While gadolinium-based contrast agents (GBCAs) have been dispensable for magnetic resonance imaging in clinic practice, recently there are rising concerns about the safety of GBCAs. In previous studies, we tested the feasibility of predicting contrast agents from pre-contrast images via deep convolutional neural networks. In this study, we further improved the results with deep attention generative adversarial network. The image similarity metrics show that the model can synthesize post-contrast T1w images with superior image quality and great resemblance to the ground truth images. Restoration of contrast uptake is clearly noted on the synthesized images even in small vessels and lesions.

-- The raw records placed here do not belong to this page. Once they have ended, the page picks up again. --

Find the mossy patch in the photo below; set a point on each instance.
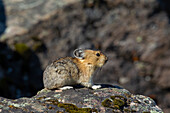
(74, 109)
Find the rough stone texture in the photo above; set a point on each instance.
(134, 34)
(83, 100)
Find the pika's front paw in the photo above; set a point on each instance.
(96, 86)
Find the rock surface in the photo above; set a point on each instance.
(82, 100)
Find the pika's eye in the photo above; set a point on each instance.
(98, 54)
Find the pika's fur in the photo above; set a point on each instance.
(74, 70)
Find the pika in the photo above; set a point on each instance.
(70, 71)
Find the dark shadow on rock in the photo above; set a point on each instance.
(20, 71)
(2, 18)
(102, 86)
(163, 5)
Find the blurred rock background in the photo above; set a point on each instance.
(134, 34)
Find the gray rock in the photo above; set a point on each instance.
(103, 100)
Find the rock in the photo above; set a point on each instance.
(104, 100)
(23, 14)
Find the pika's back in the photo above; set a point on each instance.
(61, 72)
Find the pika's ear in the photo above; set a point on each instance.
(79, 53)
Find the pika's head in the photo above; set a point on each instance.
(91, 57)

① Dataset and preprocessing: MR acquisitions were performed at 3T (GE Healthcare Systems, Waukesha, WI) with an 8-channel GE head coil. The MR protocol included 6 sequences (3D IR-prepped FSPGR T1w, T2w, FLAIR T2w, diffusion-weighted imaging (DWI) with 2 b-values (b=0, b=1000), T2*w and 3D ASL) acquired before injection of 0.1 mmol/kg gadobenate dimeglumine (Multihance; Bracco) and one sequence (3D IR-prepped FSPGR T1w) acquired after injection. The acquired data was co-registered to the MNI template with 2mm isotropic spatial resolution. 404 patients with different clinical indications and brain abnormalities were scanned. 323 patients chosen randomly in the cohort were used for training and the rest were used for testing. The top and bottom five slices in each case were discarded due to low signal-to-noise ratio (SNR). Figure 1 shows an example of the data that includes the 6 pre-contrast images used as input and the T1w image acquired after injection as output.
② Network architecture: The network architecture is shown in Figure 2, which follows standard conditional GAN framework with one generator and one discriminator, where the generator takes 2.5D pre-contrast images with 6 contrasts (T1w, T2w, T2*w, DWI (1), DWI (2) and ASL, 5 slices each) as input and predicts single T1w image acquired after injection. The basic component of the generator is the attention U-Net block3, which automatically learns to focus on the most important structure for contrast enhancement prediction. We designed the generator with a similar idea as “boosting” in machine learning, that a second block learns to compensate the output of the first block and they together form a more powerful generator to produce the final output, for accurate prediction of global contrast changes as well as local details. For discriminator, a 6-layer convolutional network was used.
③ Loss function: In addition to L1 loss between the synthesized image and target image, we used adversarial loss4 Ladv and perceptual loss5 Lpercep from the discriminator to encourage more realistic outputs. The overall loss function is defined as L=L1 + λ1 Ladv + λ2 Lpercep, where we empirically chose λ1 = 0.1 and λ2=0.5.
1. Christen, T., Gong, E., Guo, J., Moseley M., &Zaharchuk G. (2018). Predicting Contrast Agent Enhancement with Deep Convolution Networks. ISMRM 2018 Proceedings.
2. Gong, E., Pauly, J. M., Wintermark, M., & Zaharchuk, G. (2018). Deep learning enables reduced gadolinium dose for contrast‐enhanced brain MRI. Journal of Magnetic Resonance Imaging.
3. Oktay, O., Schlemper, J., Folgoc, L. L., Lee, M., Heinrich, M., Misawa, K., ... & Glocker, B. (2018). Attention U-Net: Learning Where to Look for the Pancreas. arXiv preprint arXiv:1804.03999.
4. Isola, P., Zhu, J. Y., Zhou, T., & Efros, A. A. (2017). Image-to-image translation with conditional adversarial networks. arXiv preprint arXiv:1611.07004.
5. Johnson, J., Alahi, A., & Fei-Fei, L. (2016, October). Perceptual losses for real-time style transfer and super-resolution. In European Conference on Computer Vision (pp. 694-711). Springer, Cham.